Въезжая по узкому мосту к Восточным воротам Шато Комталь, Элэйс не ощутила ничего, кроме облегчения. Кур д'Онор гудел от приветственных возгласов. Конюшие бросились вперед, чтобы подхватить поводья у своих рыцарей, слуги помчались готовить баню, поварята тащили в кухню воду, чтобы немедля начать готовить праздничный пир.
Среди радостно машущих рук и улыбающихся лиц Элэйс отыскала лицо Орианы. За ее плечом стоял отцовский слуга, Франсуа. Элэйс покраснела, вспомнив, как провела его и ускользнула прямо из-под носа.
Она видела, как Ориана обшаривает глазами толпу. Скоро ее взгляд остановился, отыскав супруга, Жеана Конгоста. По лицу Орианы скользнула тень презрения, и она перевела взгляд дальше, к неудовольствию Элэйс, остановившись на ней самой. Элэйс сделала вид, что не замечает сестры, но чувствовала на себе ее пристальный взгляд через море голов. А когда она все же взглянула в ту сторону, Ориана уже скрылась.

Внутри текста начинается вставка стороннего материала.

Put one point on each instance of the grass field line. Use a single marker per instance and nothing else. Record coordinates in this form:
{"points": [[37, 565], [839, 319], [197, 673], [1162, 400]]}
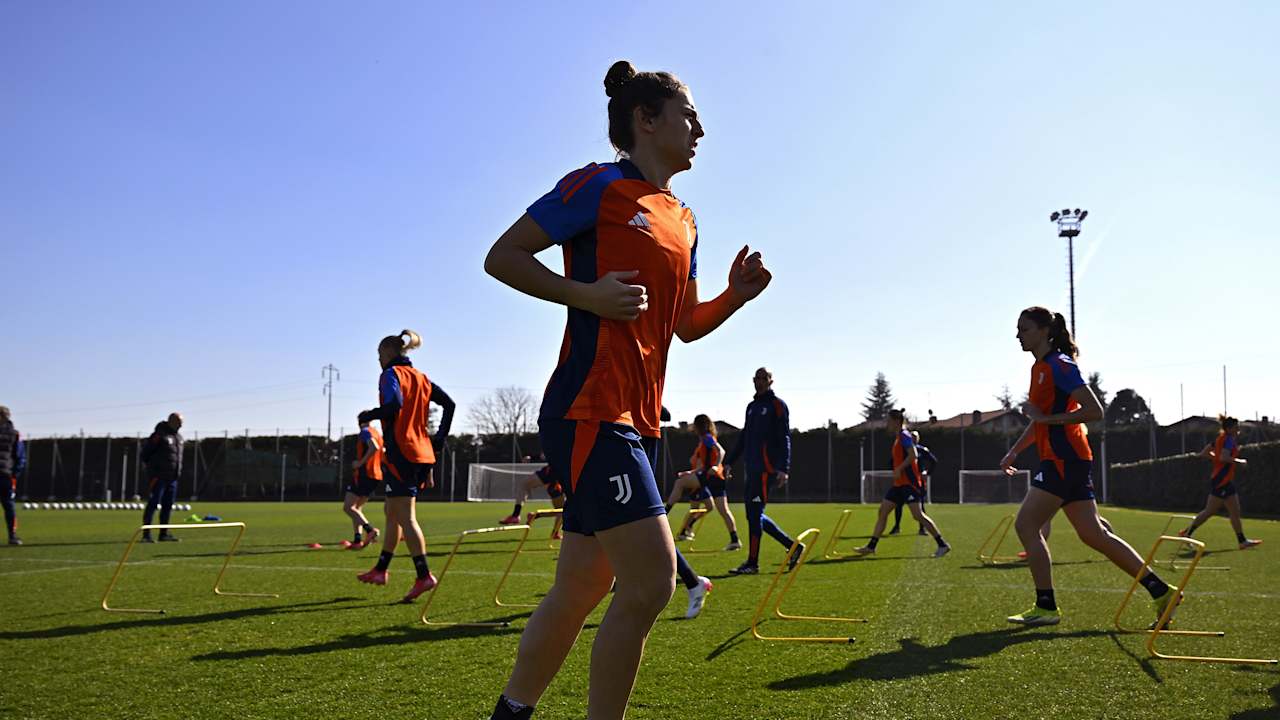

Элэйс слезла с седла, стараясь не задеть ушибленное плечо, и отдала поводья Амилю, чтобы тот отвел кобылу в конюшню. На нее зимним туманом опускалась тоска. Все вокруг обнимали жен, матерей, тетушек, сестер, а Гильома нигде не было видно. «Наверно, сразу пошел в баню». Даже отец куда-то подевался.
Элэйс захотелось побыть одной, и она выбралась в соседний маленький дворик. В голове вертелась строка Раймона де Мираваля, и от нее на душе становилось еще тоскливее. «Res contr' Amor non es guirens, lai on sos poders s'atura». [73]
Когда Элэйс впервые услышала эти стихи, ей еще незнакомы были чувства, о которых в них говорилось. Но и тогда, сидя во дворе Кур д'Онор, сложив руки на детских коленках, она прониклась тем, что стояло за словами.
73
«Нет обороны от любви, когда она покажет силу» (окс.).
На глаза навернулись слезы, и Элэйс сердито утерла их кулаком. Нечего жалеть себя! Она присела на скамеечку в тени. Перед свадьбой они с Гильомом часто захаживали в Кур дю Миди. Деревья тогда стояли в золоте, и землю устилал ковер осенних листьев — горячая медь и охра. Носком сапога Элэйс чертила в пыли узор, раздумывая, как помириться с Гильомом. Ей недоставало умения, а ему недоставало желания.
Ориана часто по нескольку дней не разговаривала с мужем. Потом недовольство исчезало так же внезапно, как возникало, и до следующего раза сестрица была с Жеаном слаще меда. И давние воспоминания о браке родителей тоже представлялись полосами света и тьмы.
Элэйс надеялась, что ее минует эта судьба. С накинутым на голову красным покрывалом она стояла перед священником в часовне и произносила слова обета. Алые огоньки рождественских свечей окрашивали алтарь, устланный цветущим зимним боярышником.
Она верила тогда, и в душе продолжала верить и сейчас, что любовь их будет длиться вечно.
Ее подругу и наставницу, Эсклармонду, вечно осаждали влюбленные, просившие трав и настоев, вызывающих или сохраняющих любовь. Винный настой мяты и пастернака, незабудки, чтобы сделать любовь плодородной, пучки желтых первоцветов… При всем почтении к Эсклармонде, Элэйс подобные средства казались глупыми суевериями. Не хотелось верить, что любовь можно купить в лавке и подмешать в суп.